Fintech funding has exceeded $250 million in 2018 alone making it the most of any period. Some startups that raise big ticket funding include Branch which raised $70 million in Series B; Cellulant secured $47.5 million in Series C to expand into more countries; Mines got $13 million Series A investment to hire talent, expand into Africa and beyond; Paga raised $10 million in Series B2 to expand into Africa and other markets; Paystack raised $8 million in Series A to expand into other markets; SureRemit raised $7 million in an ICO to develop its non-cash remittance platform; and Lydia secured $6.9 million in Series A to hire skill, expand its loan book.
Armed with increased investment, some of these startups have launched ambitious products and services targeted at both existing banking customers and the millions of unbanked Nigerians. Paga for instance, recently added a feature on its mobile application which allows users send money to anyone using their mobile phone numbers for free. One Finance, the parent company of Paylater also bagged a BB credit rating from Global Credit Rating signifying that fintech companies are going mainstream.
Traditional banks have come to accept that the future of financial services is in fintech hence the urgency to shift focus from traditional banking practices. Experts believe they (banks) are more ready for the big investments in 2019 than are big tech companies. Reed Smith and Mergermarket recently released a report that showed that over 90 per cent of financial institutions say they expect to acquire two or more fintech companies in the next 24 months.

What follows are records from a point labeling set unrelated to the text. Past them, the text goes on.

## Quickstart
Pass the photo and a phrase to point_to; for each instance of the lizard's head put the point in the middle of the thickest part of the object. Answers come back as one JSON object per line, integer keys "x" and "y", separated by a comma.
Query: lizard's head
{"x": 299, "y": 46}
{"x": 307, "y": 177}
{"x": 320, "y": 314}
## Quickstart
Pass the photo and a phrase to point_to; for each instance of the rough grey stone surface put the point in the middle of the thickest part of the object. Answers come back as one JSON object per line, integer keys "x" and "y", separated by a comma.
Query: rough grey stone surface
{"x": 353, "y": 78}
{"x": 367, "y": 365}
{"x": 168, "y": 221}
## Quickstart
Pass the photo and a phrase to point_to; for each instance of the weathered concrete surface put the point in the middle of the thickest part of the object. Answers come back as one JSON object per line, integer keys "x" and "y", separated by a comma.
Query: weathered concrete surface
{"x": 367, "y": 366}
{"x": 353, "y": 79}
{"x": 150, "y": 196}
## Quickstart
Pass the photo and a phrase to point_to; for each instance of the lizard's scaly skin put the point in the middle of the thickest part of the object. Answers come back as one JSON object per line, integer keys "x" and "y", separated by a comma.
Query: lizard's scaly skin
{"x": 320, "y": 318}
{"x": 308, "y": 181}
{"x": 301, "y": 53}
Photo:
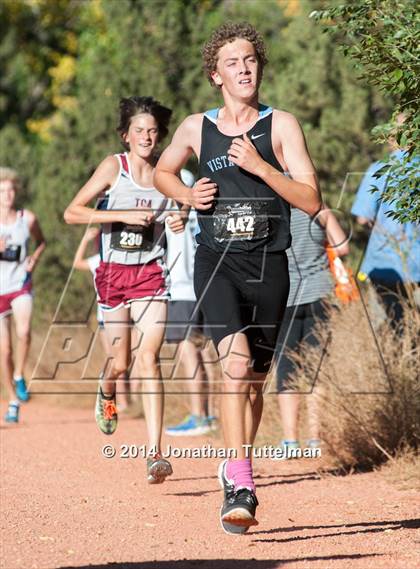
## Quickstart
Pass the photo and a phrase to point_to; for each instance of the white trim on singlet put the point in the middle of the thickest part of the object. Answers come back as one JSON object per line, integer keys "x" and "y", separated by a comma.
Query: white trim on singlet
{"x": 263, "y": 111}
{"x": 132, "y": 179}
{"x": 114, "y": 185}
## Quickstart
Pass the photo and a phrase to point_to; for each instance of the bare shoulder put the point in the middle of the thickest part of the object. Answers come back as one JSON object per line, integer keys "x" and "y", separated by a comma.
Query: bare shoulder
{"x": 110, "y": 164}
{"x": 191, "y": 123}
{"x": 285, "y": 121}
{"x": 30, "y": 216}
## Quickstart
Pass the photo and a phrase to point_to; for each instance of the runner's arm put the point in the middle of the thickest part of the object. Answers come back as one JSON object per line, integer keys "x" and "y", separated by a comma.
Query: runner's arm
{"x": 166, "y": 179}
{"x": 80, "y": 261}
{"x": 38, "y": 236}
{"x": 301, "y": 190}
{"x": 336, "y": 236}
{"x": 102, "y": 179}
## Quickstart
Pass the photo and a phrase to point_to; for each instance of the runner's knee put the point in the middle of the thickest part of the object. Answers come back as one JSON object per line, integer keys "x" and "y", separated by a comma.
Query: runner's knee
{"x": 146, "y": 359}
{"x": 237, "y": 370}
{"x": 118, "y": 368}
{"x": 5, "y": 351}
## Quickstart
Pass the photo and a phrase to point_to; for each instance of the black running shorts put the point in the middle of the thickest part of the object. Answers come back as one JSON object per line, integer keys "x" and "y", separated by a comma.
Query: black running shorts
{"x": 243, "y": 292}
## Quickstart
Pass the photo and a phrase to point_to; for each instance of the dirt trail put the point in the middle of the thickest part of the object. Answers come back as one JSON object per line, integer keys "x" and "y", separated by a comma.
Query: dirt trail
{"x": 64, "y": 505}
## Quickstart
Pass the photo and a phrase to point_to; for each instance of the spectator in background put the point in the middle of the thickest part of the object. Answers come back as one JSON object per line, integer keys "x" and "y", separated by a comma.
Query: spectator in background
{"x": 391, "y": 260}
{"x": 310, "y": 285}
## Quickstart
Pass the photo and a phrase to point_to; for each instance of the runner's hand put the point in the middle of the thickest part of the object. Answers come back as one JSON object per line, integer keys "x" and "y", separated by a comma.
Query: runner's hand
{"x": 202, "y": 194}
{"x": 176, "y": 222}
{"x": 30, "y": 263}
{"x": 244, "y": 154}
{"x": 137, "y": 217}
{"x": 91, "y": 233}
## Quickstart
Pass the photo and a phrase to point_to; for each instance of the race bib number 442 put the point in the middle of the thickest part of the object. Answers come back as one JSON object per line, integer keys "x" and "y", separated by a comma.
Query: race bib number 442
{"x": 243, "y": 221}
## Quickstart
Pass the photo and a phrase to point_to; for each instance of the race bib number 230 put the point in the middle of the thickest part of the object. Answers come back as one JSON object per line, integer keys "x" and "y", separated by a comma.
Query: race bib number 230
{"x": 126, "y": 237}
{"x": 243, "y": 221}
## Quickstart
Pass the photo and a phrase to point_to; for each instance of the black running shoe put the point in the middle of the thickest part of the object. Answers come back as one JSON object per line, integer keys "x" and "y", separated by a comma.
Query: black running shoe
{"x": 227, "y": 487}
{"x": 239, "y": 510}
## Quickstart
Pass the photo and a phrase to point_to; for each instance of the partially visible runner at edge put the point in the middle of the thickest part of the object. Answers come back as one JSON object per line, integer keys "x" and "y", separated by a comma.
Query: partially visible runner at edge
{"x": 131, "y": 280}
{"x": 244, "y": 149}
{"x": 17, "y": 228}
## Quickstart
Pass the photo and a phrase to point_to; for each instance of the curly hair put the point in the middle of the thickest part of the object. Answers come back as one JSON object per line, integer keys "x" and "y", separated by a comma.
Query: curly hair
{"x": 12, "y": 176}
{"x": 228, "y": 33}
{"x": 133, "y": 106}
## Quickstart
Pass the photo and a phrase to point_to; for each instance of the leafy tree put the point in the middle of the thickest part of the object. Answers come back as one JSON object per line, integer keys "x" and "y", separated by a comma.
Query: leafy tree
{"x": 382, "y": 37}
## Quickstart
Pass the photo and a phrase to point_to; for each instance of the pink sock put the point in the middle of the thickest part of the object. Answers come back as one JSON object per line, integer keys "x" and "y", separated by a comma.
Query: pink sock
{"x": 240, "y": 471}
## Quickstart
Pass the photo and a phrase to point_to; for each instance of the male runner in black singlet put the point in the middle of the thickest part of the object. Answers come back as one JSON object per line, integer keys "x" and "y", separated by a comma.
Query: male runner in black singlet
{"x": 241, "y": 274}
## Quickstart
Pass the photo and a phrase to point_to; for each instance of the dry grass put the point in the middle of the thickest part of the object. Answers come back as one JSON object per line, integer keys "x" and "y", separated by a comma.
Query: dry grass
{"x": 404, "y": 471}
{"x": 367, "y": 386}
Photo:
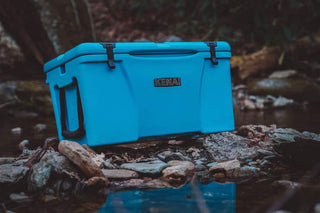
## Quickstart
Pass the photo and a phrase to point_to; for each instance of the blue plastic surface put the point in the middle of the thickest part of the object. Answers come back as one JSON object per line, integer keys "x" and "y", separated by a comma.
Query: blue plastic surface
{"x": 123, "y": 105}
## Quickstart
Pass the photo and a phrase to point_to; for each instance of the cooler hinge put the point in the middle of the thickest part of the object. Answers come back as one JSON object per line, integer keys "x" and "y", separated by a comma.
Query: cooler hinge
{"x": 109, "y": 47}
{"x": 212, "y": 45}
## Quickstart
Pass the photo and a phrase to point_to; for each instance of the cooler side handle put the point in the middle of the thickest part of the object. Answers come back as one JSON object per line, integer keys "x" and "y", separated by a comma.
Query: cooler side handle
{"x": 80, "y": 132}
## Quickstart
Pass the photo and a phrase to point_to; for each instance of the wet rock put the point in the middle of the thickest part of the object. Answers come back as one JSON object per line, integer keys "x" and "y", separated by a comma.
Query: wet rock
{"x": 178, "y": 169}
{"x": 282, "y": 101}
{"x": 96, "y": 182}
{"x": 59, "y": 162}
{"x": 195, "y": 152}
{"x": 80, "y": 157}
{"x": 204, "y": 177}
{"x": 286, "y": 184}
{"x": 150, "y": 168}
{"x": 40, "y": 128}
{"x": 244, "y": 172}
{"x": 10, "y": 173}
{"x": 109, "y": 165}
{"x": 200, "y": 167}
{"x": 39, "y": 176}
{"x": 175, "y": 142}
{"x": 169, "y": 155}
{"x": 173, "y": 38}
{"x": 20, "y": 198}
{"x": 16, "y": 131}
{"x": 23, "y": 144}
{"x": 297, "y": 89}
{"x": 265, "y": 152}
{"x": 283, "y": 74}
{"x": 7, "y": 160}
{"x": 227, "y": 146}
{"x": 139, "y": 183}
{"x": 119, "y": 174}
{"x": 249, "y": 104}
{"x": 228, "y": 167}
{"x": 282, "y": 135}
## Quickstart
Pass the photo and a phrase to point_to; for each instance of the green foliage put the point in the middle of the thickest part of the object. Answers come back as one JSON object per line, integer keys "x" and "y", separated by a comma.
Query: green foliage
{"x": 264, "y": 22}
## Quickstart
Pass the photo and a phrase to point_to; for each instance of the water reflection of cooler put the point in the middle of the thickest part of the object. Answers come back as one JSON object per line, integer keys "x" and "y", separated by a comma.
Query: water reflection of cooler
{"x": 106, "y": 93}
{"x": 215, "y": 197}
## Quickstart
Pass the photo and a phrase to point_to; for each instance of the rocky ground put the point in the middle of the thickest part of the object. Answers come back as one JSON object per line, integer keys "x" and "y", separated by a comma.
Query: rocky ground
{"x": 67, "y": 169}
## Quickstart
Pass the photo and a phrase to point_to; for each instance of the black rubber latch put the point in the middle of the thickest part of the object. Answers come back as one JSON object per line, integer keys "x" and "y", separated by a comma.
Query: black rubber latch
{"x": 109, "y": 47}
{"x": 212, "y": 45}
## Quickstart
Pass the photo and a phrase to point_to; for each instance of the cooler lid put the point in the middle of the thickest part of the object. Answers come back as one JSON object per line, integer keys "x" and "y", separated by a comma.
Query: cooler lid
{"x": 134, "y": 48}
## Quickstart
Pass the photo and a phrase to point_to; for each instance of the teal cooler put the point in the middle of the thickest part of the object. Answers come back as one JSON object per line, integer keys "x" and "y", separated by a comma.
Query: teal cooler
{"x": 107, "y": 93}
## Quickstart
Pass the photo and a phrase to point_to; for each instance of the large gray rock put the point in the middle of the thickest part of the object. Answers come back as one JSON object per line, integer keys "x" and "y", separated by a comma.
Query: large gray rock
{"x": 282, "y": 135}
{"x": 150, "y": 168}
{"x": 119, "y": 174}
{"x": 10, "y": 173}
{"x": 39, "y": 176}
{"x": 178, "y": 169}
{"x": 228, "y": 167}
{"x": 227, "y": 146}
{"x": 59, "y": 162}
{"x": 80, "y": 157}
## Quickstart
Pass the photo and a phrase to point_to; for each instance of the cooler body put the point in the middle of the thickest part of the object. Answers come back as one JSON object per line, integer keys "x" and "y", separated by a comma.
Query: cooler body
{"x": 107, "y": 93}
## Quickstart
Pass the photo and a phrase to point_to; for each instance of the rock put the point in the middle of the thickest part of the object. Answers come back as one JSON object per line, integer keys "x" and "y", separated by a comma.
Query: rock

“Big tech will get into finance, but it will happen slower than people think,” Kyle Lui, principal at DCM Ventures told Bloomberg, “Financial services are both slow-moving and highly regulated. It will take time for major tech companies to understand the landscape. Their initial focus will be providing key products for their customer or user base.”
Google, Opera, Ant Financial, Facebook, and telecommunication companies like MTN Group and Airtel have all been reported to be positioning for the payment space in Nigeria. MTN and Airtel are already providing mobile money services in different African countries and hoping to secure a license from the Central Bank of Nigeria to enable them provide such services in Nigeria.
However, banks appear to be making frantic efforts to consolidate their positions in order not to lose ground to these big tech companies with massive revenue support. Access Bank of Nigeria, a tier-1 recently merged with Diamond Bank with the objective to create the biggest retail banking platform in Africa.
Increasingly, the banking industry is beginning to incorporate the traits and practices that were once the domain of fintech startups. Banks and credit unions have become more comfortable with a faster pace of innovation, using data and analytics more extensively and digitizing processes as opposed to simply turning paper into PDFs.
“The large banks want to reclaim the payments and do not want Amazon, Apple, Google and others to displace them,” Peter Gordon, chief executive officer of consultancy Payment Relationship Management told Bloomberg. “The banks understand that the current payment system infrastructure is broken. They’ll work to create new rails that are more efficient.”